Tax credits simply let parents keep money they spend on private schooling instead of paying it as taxes. That is, their tax assessment is reduced by some of the amount they pay for their children’s private school tuition. Vouchers, on the other hand, are money that government disburses to parents to help cover the cost of their children’s private school tuition. (In some voucher programs it is paid directly to the school of choice as directed by the parents.)
The big difference between the two programs is that in the case of tax credits, the money never goes through the government. Even school choice opponents agree, says Schaeffer, that tax credits are not technically government money. As voucher proponents in Utah have discovered, it’s difficult to get past the idea that vouchers are a form of government handout.
But Schaeffer argues that avoiding the use of direct government money is just the beginning of the advantages tax credits offer. He notes that tax credits are substantially favored over vouchers in pretty much every study. He writes, “Even current and former public school employees support education tax credits by a margin of nearly two to one.”
Popularity aside, Schaeffer argues that tax credits (when businesses are permitted to participate by creating scholarship funds) end up spawning robust, self-sustaining institutions that support and help expand the program. “Tax credits establish a self-implementing form of school choice that relies on the private-sector alone,” he says. “Voucher programs,” on the other hand, “do not create these institutions, and thereby their beneficiaries have difficulty overcoming collective action barriers to organize and defend school choice.”
After reading Schaeffer’s articles, it would seem that proponents of school choice should be ready to dump vouchers and jump on the tax credit bandwagon. But there seems to be a significant issue that education tax credits fail to address. What about those that are less well-off?
One of the major complaints by school choice opponents is that programs that help parents pay for private school tuition help mainly wealthier families that can already afford to send their kids to private schools. Those that can’t afford to send their kids to private schools without the programs, they argue, would still be unable to afford to send their kids to private schools with the programs.
While allowing businesses to offer scholarships probably answers some of this, tax credits seem to favor those that pay more taxes, which happens to be those that make more money. A tax credit of up to $4000, for example, wouldn’t be very helpful in paying for private schooling if your total state tax assessment (and therefore your total credit) amounts to $400. And if you’ve got three or four kids, the disparity only gets worse.

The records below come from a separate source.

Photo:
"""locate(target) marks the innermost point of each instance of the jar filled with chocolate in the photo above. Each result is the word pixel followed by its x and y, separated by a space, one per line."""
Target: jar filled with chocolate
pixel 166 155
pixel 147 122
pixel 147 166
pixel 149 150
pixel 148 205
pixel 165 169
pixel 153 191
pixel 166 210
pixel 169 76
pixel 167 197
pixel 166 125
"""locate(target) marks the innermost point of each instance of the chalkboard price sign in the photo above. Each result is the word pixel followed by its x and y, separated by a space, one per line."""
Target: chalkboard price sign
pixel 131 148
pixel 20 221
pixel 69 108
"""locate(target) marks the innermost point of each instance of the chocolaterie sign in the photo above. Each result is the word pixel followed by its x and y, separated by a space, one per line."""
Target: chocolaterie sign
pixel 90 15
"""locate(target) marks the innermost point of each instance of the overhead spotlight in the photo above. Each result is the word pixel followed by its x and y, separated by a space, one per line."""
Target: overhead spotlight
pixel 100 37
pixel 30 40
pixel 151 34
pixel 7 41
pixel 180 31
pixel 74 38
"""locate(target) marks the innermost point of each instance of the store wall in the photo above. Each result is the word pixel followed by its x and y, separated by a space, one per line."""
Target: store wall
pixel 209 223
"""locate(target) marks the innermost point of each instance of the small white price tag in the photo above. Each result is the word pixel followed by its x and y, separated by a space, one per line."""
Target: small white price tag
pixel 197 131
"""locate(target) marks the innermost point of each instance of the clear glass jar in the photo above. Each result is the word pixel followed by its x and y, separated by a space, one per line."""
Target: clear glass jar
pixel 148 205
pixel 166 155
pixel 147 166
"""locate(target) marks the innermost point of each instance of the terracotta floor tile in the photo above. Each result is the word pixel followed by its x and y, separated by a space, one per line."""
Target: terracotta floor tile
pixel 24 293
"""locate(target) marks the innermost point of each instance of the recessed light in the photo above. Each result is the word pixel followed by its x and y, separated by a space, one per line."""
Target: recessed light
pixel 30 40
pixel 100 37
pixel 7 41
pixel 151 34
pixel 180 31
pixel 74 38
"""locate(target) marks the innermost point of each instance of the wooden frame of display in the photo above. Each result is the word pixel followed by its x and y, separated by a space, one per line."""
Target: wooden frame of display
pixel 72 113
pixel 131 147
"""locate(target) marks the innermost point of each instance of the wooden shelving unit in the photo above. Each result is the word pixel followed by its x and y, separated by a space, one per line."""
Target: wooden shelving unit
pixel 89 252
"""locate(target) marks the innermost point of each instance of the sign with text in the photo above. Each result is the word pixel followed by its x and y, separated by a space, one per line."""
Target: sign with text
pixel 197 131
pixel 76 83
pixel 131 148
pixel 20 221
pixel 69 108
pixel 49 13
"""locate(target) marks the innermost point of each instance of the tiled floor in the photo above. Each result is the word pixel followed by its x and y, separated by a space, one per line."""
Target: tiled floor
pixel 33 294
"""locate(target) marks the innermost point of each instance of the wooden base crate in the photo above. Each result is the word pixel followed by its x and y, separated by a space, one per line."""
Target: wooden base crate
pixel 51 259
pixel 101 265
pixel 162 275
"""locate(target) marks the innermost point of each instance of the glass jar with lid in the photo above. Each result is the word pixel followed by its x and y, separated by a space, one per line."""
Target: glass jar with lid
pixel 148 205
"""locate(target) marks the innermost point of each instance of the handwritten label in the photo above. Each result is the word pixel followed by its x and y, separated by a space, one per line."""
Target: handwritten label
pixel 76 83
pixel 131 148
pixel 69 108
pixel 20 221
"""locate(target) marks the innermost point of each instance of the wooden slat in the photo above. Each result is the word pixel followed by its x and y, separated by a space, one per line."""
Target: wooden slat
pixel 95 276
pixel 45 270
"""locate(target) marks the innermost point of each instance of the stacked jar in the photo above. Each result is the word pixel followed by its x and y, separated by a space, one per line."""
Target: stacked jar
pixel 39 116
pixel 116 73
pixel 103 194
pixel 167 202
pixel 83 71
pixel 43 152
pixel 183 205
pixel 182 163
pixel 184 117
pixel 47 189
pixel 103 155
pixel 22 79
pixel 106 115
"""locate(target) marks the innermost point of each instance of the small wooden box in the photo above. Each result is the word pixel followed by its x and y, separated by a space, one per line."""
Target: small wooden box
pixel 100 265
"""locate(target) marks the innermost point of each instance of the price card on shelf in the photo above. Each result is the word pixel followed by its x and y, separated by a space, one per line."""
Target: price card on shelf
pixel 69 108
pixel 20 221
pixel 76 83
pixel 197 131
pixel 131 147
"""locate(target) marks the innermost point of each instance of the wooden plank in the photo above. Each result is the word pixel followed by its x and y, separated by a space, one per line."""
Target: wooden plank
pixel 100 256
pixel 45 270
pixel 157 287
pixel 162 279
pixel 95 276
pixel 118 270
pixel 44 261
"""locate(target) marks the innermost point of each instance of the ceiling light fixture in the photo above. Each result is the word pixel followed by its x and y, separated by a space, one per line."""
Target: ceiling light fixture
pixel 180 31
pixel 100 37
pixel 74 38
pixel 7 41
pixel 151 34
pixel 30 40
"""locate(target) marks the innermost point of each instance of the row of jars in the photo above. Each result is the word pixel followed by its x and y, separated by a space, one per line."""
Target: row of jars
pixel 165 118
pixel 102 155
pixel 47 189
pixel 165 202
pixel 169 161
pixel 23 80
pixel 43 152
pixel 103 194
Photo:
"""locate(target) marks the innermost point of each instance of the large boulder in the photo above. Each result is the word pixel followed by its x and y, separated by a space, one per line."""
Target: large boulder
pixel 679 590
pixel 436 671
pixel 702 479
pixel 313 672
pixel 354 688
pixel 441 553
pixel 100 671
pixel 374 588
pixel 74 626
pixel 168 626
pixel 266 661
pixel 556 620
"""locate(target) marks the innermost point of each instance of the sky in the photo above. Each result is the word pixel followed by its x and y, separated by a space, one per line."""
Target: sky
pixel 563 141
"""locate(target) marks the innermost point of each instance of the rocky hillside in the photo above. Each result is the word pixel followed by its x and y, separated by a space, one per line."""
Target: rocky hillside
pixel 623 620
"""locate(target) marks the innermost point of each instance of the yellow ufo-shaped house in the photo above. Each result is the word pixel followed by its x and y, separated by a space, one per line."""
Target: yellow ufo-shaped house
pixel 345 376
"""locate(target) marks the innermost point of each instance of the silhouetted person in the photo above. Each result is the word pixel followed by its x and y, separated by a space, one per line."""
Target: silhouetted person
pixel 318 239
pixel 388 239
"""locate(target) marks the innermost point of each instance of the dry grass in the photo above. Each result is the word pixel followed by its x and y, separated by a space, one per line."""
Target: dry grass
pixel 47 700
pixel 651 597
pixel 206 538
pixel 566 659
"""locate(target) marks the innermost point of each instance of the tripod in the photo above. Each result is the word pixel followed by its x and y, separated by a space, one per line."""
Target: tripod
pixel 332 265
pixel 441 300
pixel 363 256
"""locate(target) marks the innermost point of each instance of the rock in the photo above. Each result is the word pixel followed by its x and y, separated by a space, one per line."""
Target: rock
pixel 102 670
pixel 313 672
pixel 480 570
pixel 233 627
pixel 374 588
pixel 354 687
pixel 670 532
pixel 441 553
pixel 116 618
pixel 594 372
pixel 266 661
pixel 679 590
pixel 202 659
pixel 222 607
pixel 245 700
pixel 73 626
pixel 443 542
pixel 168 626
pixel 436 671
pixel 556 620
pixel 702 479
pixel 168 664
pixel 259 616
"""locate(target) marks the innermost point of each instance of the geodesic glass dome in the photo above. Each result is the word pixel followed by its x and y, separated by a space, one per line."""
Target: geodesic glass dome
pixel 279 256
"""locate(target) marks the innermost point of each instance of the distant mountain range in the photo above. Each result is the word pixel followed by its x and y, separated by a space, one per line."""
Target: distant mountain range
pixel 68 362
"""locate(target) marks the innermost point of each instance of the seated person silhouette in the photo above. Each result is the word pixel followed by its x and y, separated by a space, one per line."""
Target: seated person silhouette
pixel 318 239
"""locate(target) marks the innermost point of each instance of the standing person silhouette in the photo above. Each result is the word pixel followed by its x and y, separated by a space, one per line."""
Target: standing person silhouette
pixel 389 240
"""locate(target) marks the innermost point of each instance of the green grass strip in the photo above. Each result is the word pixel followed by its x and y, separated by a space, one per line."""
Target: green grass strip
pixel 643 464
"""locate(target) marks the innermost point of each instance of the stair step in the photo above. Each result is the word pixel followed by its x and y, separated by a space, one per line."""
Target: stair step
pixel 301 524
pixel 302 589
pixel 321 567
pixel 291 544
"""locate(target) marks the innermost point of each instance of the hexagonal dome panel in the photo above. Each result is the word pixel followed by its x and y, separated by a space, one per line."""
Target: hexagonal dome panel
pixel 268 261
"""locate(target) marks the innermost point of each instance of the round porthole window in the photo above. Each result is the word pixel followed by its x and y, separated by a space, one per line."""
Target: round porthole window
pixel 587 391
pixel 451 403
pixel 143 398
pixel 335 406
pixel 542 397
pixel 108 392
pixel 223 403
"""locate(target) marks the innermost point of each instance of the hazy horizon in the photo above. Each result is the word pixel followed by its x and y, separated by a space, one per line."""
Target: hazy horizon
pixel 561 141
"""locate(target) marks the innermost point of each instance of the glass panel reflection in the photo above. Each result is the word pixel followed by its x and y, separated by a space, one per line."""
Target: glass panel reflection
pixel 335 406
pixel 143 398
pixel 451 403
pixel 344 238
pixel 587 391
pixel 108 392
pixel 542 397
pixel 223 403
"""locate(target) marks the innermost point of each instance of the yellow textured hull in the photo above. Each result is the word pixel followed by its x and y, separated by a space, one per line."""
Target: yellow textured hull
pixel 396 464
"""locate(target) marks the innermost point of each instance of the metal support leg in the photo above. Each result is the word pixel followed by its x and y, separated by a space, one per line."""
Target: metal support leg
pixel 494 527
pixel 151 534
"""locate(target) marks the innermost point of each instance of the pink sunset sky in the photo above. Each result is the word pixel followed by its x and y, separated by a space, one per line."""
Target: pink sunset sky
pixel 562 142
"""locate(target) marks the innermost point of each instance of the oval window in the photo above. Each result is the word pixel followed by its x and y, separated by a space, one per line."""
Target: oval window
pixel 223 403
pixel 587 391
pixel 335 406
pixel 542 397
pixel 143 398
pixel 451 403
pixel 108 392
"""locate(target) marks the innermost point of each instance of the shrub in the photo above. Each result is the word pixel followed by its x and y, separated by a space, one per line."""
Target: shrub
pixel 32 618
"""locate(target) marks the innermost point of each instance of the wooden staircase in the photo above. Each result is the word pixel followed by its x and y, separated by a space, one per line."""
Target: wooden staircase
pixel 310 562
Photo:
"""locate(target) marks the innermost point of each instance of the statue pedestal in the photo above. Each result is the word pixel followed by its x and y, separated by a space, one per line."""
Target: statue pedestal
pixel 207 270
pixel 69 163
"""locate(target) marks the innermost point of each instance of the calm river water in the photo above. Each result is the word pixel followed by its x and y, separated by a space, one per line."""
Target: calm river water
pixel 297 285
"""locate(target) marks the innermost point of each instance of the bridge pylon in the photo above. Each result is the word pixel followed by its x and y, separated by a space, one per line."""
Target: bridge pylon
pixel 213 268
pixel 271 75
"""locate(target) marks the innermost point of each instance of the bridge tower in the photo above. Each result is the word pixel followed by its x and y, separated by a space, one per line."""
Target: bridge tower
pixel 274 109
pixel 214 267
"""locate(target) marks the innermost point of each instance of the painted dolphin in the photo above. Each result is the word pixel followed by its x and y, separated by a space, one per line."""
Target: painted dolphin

Schaeffer seems to completely ignore this problem.
Utah’s voucher law would pay a maximum of $3000/child and a minimum of $500/child. But this is on a means tested sliding scale, with the poorer folk getting the most and the richer folk getting the least. Opponents argue that even a $3000 voucher wouldn’t be enough to help poorer people afford private school tuition, so only the rich will take advantage of it. That’s poppycock. The largest private school in my area (a Catholic school) draws a significant number of its students from families that earn below median income. And yet these people somehow make enough sacrifices to send their kids to private school. Think of how many more families that are less well-off could make it work with the voucher system.
My point is that education tax credits would benefit the rich far more than the poor, and that this is exactly the inverse of how Utah’s voucher system is designed to function. I think that most Utahns that favor school choice favor a progressive system that provides more aid to those that need more aid. I realize that this goes against pure libertarian philosophy, but I also believe it to be a political reality.
Those that oppose any kind of taxpayer funded school choice as a matter of principle will completely disagree with me. (And don’t give me any of that guff about parents having plenty of choice within the present public system.) But it seems that a combination of education tax credits and vouchers could be designed to create a school choice program that would maximize opportunities for the greatest number and broadest spectrum of school children. I see no reason that both vehicles can’t be pursued or why one of them should be excluded. The idea is to provide the highest quality of education for each student.